Random thoughts on primes

Recently, we saw in the headlines that a new world record has been set for the largest prime (not surprisingly, it’s a Mersenne prime, which means it’s of the form $2^n - 1$ for some n); see here, or for more details, see here. Also, StewJo started a blog on Guesstimation and Benford’s law; Benford’s law says that in many sequences (such as the Fibonacci numbers or values of the Riemann zeta function near the critical line) there is a preponderance for having a small leading digit (1, 2 or 3) over a high leading digit (7, 8 or 9); in fact, the probability of a first digit of d base 10 is just $log_{10}(1 + 1/d)$ — see here for more on Benford’s law. For our purposes, instead of looking at just the first digit we will want to look at the first k digits.

What’s the connection between these posts? One can ask about the distribution of leading digits of these large primes. In base 10 it will almost surely follow Benford’s law; however, in base 2 these numbers will definitely NOT follow Benford’s law (the first k digits will all be 1s for sufficiently large Mersenne primes). It takes a little bit of time to compute the first digit of these numbers, as the 46th Mersenne prime has 12,978,189 digits! But a little patience shows 28% have a first digit of 1, quite close to the 30% from Benford’s law, and the chi-square value, with 8 degrees of freedom, is 3.2, indicating a good fit. (For definiteness, here are the first digits of the first 46 known Mersenne primes: 3, 7, 3, 1, 8, 1, 5, 2, 2, 6, 1, 1, 6, 5, 1, 1, 4, 2, 1, 2, 4, 3, 2, 4, 4, 4, 8, 5, 5, 5, 7, 1, 1, 4, 8, 6, 1, 4, 9, 1, 2, 1, 3, 1, 2, 3 — hmm, only one 9!)

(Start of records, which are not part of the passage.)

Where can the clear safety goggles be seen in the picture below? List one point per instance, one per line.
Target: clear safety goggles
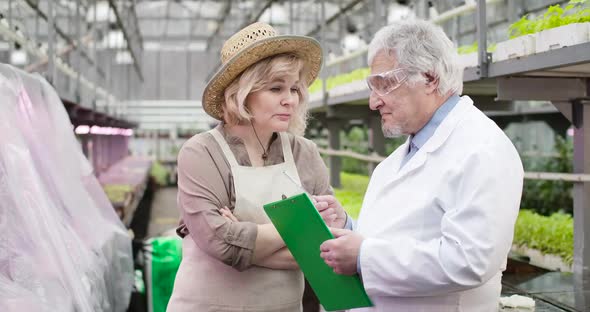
(385, 83)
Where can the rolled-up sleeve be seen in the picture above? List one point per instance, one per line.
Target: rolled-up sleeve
(311, 167)
(201, 192)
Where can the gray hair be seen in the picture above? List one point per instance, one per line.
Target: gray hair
(421, 47)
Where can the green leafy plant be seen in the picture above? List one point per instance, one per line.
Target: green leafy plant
(466, 49)
(576, 11)
(550, 235)
(352, 192)
(547, 197)
(334, 81)
(117, 193)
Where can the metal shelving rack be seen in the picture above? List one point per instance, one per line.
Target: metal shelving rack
(561, 76)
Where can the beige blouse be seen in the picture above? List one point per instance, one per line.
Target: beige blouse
(205, 184)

This leads to the following interesting question: given an explicit sequence of primes, what can you say about the distribution of leading digits? If you look at ALL the primes, the answer is that there is no limiting distribution! The reason is if you look at all primes up to $10^N$ or $2*10^N$, you’ll see a very different answer; the percentage of leading digits of 1 oscillates between basically 5/9 (if we truncate at $10^N$) and 1/9 (if we truncate at $2*10^N$). One way around this is to use analytic density and not the natural density to study the primes (we’ll talk about both of these concepts in Math 406; in Dirichlet’s proof of the infinitude of primes it is the analytic density that naturally arises). (In fact, there is an aside in Serre’s A course on arithmetic where he states that Bombieri showed that, using analytic density, the first digit of primes is 1 with probability $log_{10}(1 + 1/d),$ though no explicit mention of Benford’s law is made.)

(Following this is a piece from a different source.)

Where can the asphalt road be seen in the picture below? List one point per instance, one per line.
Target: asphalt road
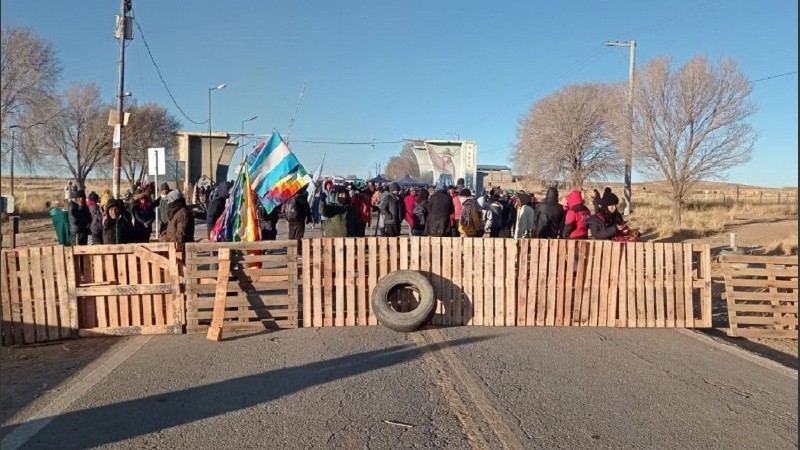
(467, 387)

But let’s say we don’t want to use analytic density, but we want to just look at the first N primes in some sequence and study their leading digits. What will we see? Will the answer depend on the base (a big yes if our sequence is the Mersenne primes and the base is two!)? It’s a very nice question to give explicit sequences of primes in some natural way. The following are some of my favorites, and are related to proofs of the infinitude of primes.

The following proof, due to Euclid, is almost surely well known to most of the readers here. To prove there are infinitely many primes, assume not. Thus there are finitely many primes, say $p_1,$…,$p_n.$ Consider the product $p_1$*…*$p_n+1;$ it is either prime, or divisible by a prime not on the list. Let $a_{n+1}$ be the smallest prime dividing $p_1$ * … * $p_n$ + 1/\$ that is not already on our list. Thus the sequence $a_i$ is {2,3,7,43,13, 53, 5, 6221671, 38709183810571, 139, 2801, 11, 17, 5471, …}; this is sequence A000945 in the On-line Encylopedia of Integer Sequences (a GREAT website, which should be a subject of a future post). A quick examination of the first 43 terms in this sequence show remarkable agreement with Benford’s law base 10 (again about 28% have leading digit of 1, and the chi-square value is about 2).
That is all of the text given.